Manipulative people tend to be very self-righteous and delusional. I personally know several who each have his/her own primitive, sociopathic notions about humanity. They often cite the principles of Darwinism as an excuse for their prejudices ("Disabled people should all die because natural selection says so"), and they sincerely believe the world would be a better place if everyone were to embrace their regressive solutions and crackpot theories.
I wonder if that person uses any apple products. I've read Job's authorized biography. I believe he was in the spectrum. They talked about Wozniac and to me he also seemed that he could be on the spectrum. There has been a lot of people on the spectrum who have enriched not just this country but the world. What would this world be like if every person who might be a little different. Was to have been put down.
 
I wonder if that person uses any apple products. I've read Job's authorized biography. I believe he was in the spectrum. They talked about Wozniac and to me he also seemed that he could be on the spectrum. There has been a lot of people on the spectrum who have enriched not just this country but the world. What would this world be like if every person who might be a little different. Was to have been put down.

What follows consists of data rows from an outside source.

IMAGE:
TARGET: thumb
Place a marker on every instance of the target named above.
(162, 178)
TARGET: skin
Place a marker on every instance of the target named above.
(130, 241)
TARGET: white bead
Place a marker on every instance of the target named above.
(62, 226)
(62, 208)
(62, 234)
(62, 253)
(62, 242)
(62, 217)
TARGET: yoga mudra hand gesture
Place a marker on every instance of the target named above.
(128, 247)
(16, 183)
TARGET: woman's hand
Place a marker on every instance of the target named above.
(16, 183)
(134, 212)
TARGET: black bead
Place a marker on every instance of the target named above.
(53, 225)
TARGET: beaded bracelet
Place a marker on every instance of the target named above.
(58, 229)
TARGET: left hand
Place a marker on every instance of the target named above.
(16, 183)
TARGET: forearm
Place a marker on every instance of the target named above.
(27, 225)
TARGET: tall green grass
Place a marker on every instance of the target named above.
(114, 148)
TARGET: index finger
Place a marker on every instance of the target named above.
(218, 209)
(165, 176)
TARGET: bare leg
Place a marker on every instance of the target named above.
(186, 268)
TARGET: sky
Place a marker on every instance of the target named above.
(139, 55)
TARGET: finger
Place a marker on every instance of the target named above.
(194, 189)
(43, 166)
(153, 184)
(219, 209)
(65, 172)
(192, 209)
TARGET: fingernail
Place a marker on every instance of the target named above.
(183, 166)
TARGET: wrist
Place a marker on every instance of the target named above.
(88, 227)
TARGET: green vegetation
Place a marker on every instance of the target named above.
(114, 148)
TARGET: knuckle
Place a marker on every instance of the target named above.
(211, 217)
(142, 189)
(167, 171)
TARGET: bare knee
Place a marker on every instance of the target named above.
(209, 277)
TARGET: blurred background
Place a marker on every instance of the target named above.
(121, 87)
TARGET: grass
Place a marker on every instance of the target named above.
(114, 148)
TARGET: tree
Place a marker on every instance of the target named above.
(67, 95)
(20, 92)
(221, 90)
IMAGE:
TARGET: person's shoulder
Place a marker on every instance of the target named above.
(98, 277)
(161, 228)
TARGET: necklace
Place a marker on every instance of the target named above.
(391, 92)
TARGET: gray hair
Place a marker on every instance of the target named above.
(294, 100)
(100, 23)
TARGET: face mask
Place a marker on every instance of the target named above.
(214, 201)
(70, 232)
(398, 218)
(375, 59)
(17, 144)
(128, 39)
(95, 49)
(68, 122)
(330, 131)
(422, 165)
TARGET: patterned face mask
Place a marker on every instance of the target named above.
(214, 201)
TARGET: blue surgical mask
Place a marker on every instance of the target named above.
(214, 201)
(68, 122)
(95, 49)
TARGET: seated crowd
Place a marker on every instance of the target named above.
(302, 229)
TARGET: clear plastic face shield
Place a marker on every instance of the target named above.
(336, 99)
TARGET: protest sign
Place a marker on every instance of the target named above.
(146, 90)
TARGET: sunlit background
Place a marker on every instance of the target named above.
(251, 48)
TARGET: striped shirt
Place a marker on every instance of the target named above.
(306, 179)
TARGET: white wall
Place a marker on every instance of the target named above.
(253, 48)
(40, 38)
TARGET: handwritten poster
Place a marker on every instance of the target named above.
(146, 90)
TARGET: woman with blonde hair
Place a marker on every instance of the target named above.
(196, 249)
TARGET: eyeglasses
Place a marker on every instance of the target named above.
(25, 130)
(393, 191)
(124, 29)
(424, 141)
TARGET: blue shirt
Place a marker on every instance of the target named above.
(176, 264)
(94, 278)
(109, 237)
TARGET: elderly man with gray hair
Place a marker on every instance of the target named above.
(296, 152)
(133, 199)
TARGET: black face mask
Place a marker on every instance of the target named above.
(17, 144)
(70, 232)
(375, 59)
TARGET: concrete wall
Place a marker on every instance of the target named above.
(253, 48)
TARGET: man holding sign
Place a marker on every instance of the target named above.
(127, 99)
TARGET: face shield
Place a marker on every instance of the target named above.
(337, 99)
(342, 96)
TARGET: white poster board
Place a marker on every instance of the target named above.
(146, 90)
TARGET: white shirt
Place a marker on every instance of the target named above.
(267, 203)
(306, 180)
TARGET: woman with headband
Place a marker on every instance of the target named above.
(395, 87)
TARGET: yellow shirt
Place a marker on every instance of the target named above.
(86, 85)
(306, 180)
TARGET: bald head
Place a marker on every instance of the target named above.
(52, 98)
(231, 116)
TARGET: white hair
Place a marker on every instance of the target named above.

Apple products cannot be used to predict whether or not someone is a sociopath. Many designers and software engineers have to use them to do their jobs. There is nothing inherently sociopathic in an operating system. Though something could be said about the level of sociopathy and narcissism among the IT and designer crowds... who are most likely to use Macs because they literally need them to do their jobs in a lot of cases.
 
Your mother is either mistaken or exaggerating.

In the US, an official diagnosis of autism is a barrier to joining the military, owning a gun, and obtaining a TS clearance. Unless you're trying to do one of those three things, you'll be okay.
 
..., owning a gun,...
Only ASD3s and some ASD2s may not own a gun. It is not usually a prohibition for ASD1s. That is probably true for a [civilian] TS clearance, too. The only issues there are competency, which is determined on a case-by-case basis.